A Fundação Butantan vai receber R$ 1 bilhão do BID Invest, banco de investimento filiado ao Banco Interamericano de Desenvolvimento (BID), para o financiamento de duas novas plantas em seu parque industrial. Qual o objetivo desse aumento na capacidade produtiva?

Temos dois projetos principais. O primeiro deles é a finalização da nova fábrica de soros, que vai aumentar a nossa capacidade de 600 mil doses para 1,5 milhão por ano. O segundo é um projeto para um prédio para fazer o envase e finalização de produtos, que vai permitir as etapas finais de preparação de diversos imunobiológicos. A gente pretende começar (as obras) neste ano, mas são projetos grandes que demandam tempo.

Acredita que a pandemia deu um destaque maior para a importância de se investir em imunobiológicos?

Sem dúvida nenhuma, agora o desafio é manter esse foco. Porque depois de passada a emergência sanitária, a reação inicial das pessoas é pensar “agora acabou, deixa pra lá”. Mas temos que continuar convencendo aqueles que tomam as decisões executivas de continuarem com esse tipo de investimento. Uma nação só vai ser desenvolvida, capaz de proteger sua população, se investir em ciência, inovação e uma política de estado para melhoria da sua capacidade produtiva em biotecnologia. Vários países adotaram isso um tanto de anos atrás e se deram muito bem. O Brasil precisa ter sempre isso dentro do seu foco.

No último governo, o Butantan sofreu com um desalinhamento dos objetivos na área da saúde entre a esfera estadual e a federal, o que acaba impactando essa questão de política de estado. Qual a perspectiva agora com os novos governos nas respectivas esferas?

Depois das eleições, houve um realinhamento. É uma ação tripartite, que todo mundo tem que estar junto, porque somente ações coordenadas vão ter grandes sucessos. E temos um diálogo permanente com o Ministério da Saúde e a Secretaria de Saúde do Estado. O ambiente é mais favorável, e o diálogo com o objetivo de proteger a população brasileira vai ser sempre a meta principal.

O Butantan abriu recentemente o primeiro museu da vacina da América Latina, qual a importância de celebrar a história dos imunizantes em meio à queda das coberturas vacinais no Brasil?
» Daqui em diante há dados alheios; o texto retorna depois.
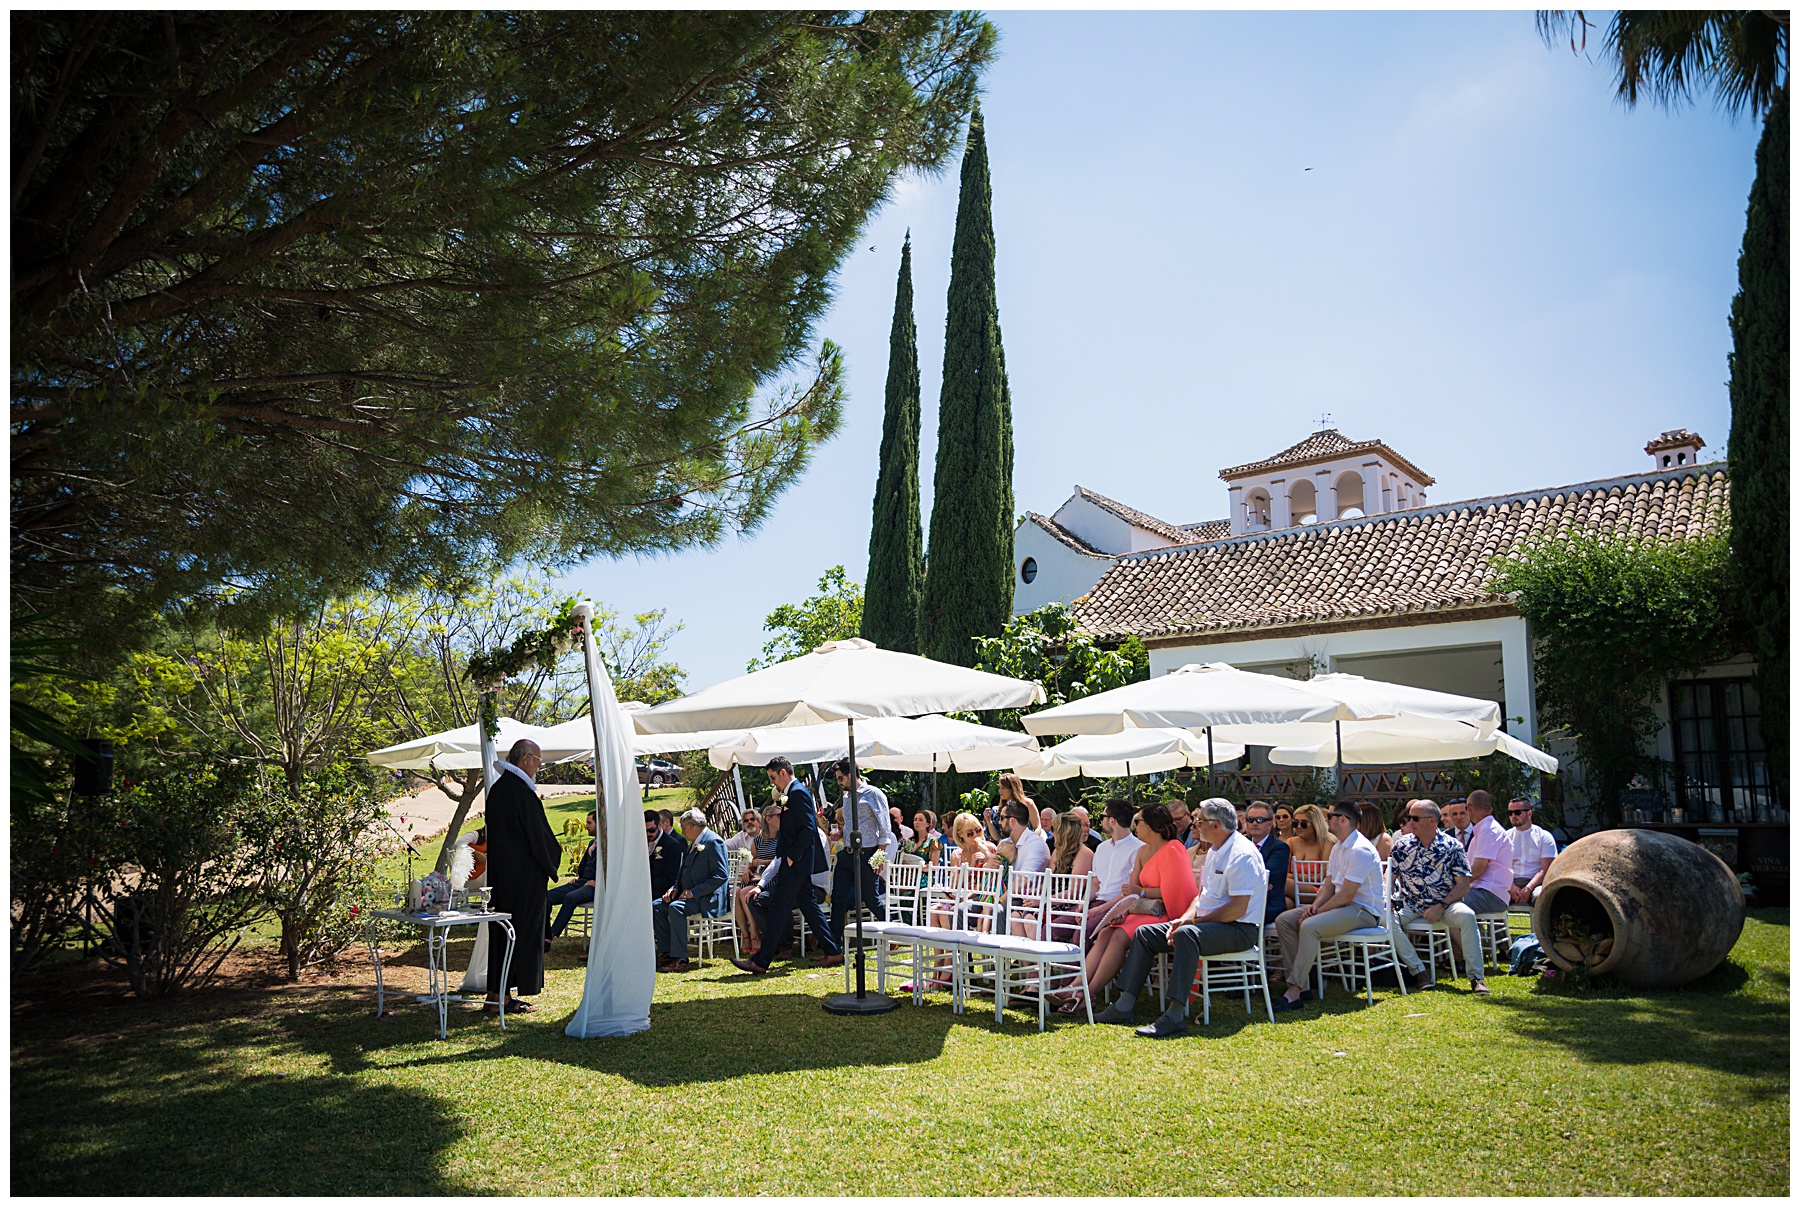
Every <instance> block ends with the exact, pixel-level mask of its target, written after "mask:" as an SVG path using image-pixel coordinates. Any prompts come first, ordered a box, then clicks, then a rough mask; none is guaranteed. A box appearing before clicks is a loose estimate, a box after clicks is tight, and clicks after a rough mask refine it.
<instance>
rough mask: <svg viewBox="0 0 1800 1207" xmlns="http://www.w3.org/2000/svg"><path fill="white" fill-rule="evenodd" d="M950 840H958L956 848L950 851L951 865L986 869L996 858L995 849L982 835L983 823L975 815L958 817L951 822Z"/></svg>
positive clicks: (969, 814)
mask: <svg viewBox="0 0 1800 1207" xmlns="http://www.w3.org/2000/svg"><path fill="white" fill-rule="evenodd" d="M950 838H954V840H956V847H954V849H952V851H950V863H959V865H963V867H986V865H988V860H990V858H992V856H994V847H992V845H988V840H986V838H985V836H983V835H981V822H977V820H976V815H974V813H958V815H956V820H954V822H950Z"/></svg>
O Brasil tem a história de ser um país com grande adesão a campanhas de vacinação, nós precisamos resgatar isso. Esses anos recentes colocaram tudo isso em xeque com a disseminação de notícias falsas e desinformação pela internet. O que temos que fazer é trazer produtos de qualidade, mostrar à população que é benéfico e que muitas vidas podem ser salvas. Isso não é uma coisa que se conquista de uma hora para outra, são décadas de trabalho, e precisamos mobilizar todos os setores da sociedade para ajudar nesse sentido.
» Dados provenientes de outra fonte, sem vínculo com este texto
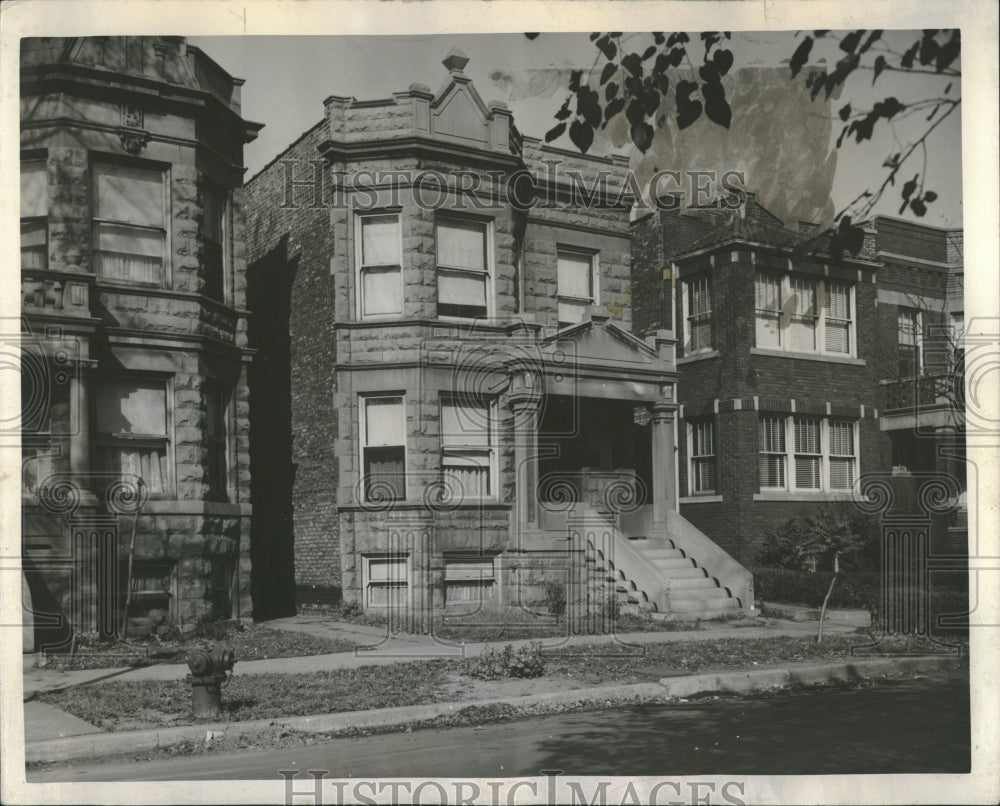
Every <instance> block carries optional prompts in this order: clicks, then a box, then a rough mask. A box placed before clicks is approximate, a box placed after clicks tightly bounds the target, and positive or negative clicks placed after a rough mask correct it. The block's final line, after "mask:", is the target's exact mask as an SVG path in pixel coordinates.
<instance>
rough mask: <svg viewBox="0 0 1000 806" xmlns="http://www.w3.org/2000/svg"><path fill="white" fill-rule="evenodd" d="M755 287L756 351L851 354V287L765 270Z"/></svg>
mask: <svg viewBox="0 0 1000 806" xmlns="http://www.w3.org/2000/svg"><path fill="white" fill-rule="evenodd" d="M754 284H755V305H756V346H757V347H760V348H765V349H770V350H785V351H788V352H799V353H820V354H827V355H841V356H853V355H854V354H855V340H854V316H853V300H854V286H853V285H851V284H850V283H840V282H835V281H833V280H827V279H824V280H814V279H811V278H807V277H799V276H793V275H787V274H786V275H782V274H776V273H773V272H766V271H759V272H757V274H756V277H755V281H754Z"/></svg>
Recentemente, tornou-se público que o Tribunal de Contas do Estado (TCE) investiga suspeitas de irregularidades na Fundação Butantan, entidade privada sem fins lucrativos que administra os recursos financeiros do instituto. Como está essa questão, a nova gestão busca dar maior transparência nas negociações?

Sim, reflexo disso é o relacionamento que estabelecemos de mais comunicação direta com as agências reguladoras do Estado de São Paulo principalmente. Ontem (dia 18) recebemos aqui no instituto a visita de um grupo de conselheiros do TCE. O ambiente é mais favorável nesse sentido, temos contato direto com o Tribunal de Justiça, o TCE, a procuradoria do Ministério Público e a Procuradoria do Estado de São Paulo. Resgatamos alguns dos debates que houve recentemente em relação a fundação e o instituto, e temos tido muita receptividade na busca desse diálogo.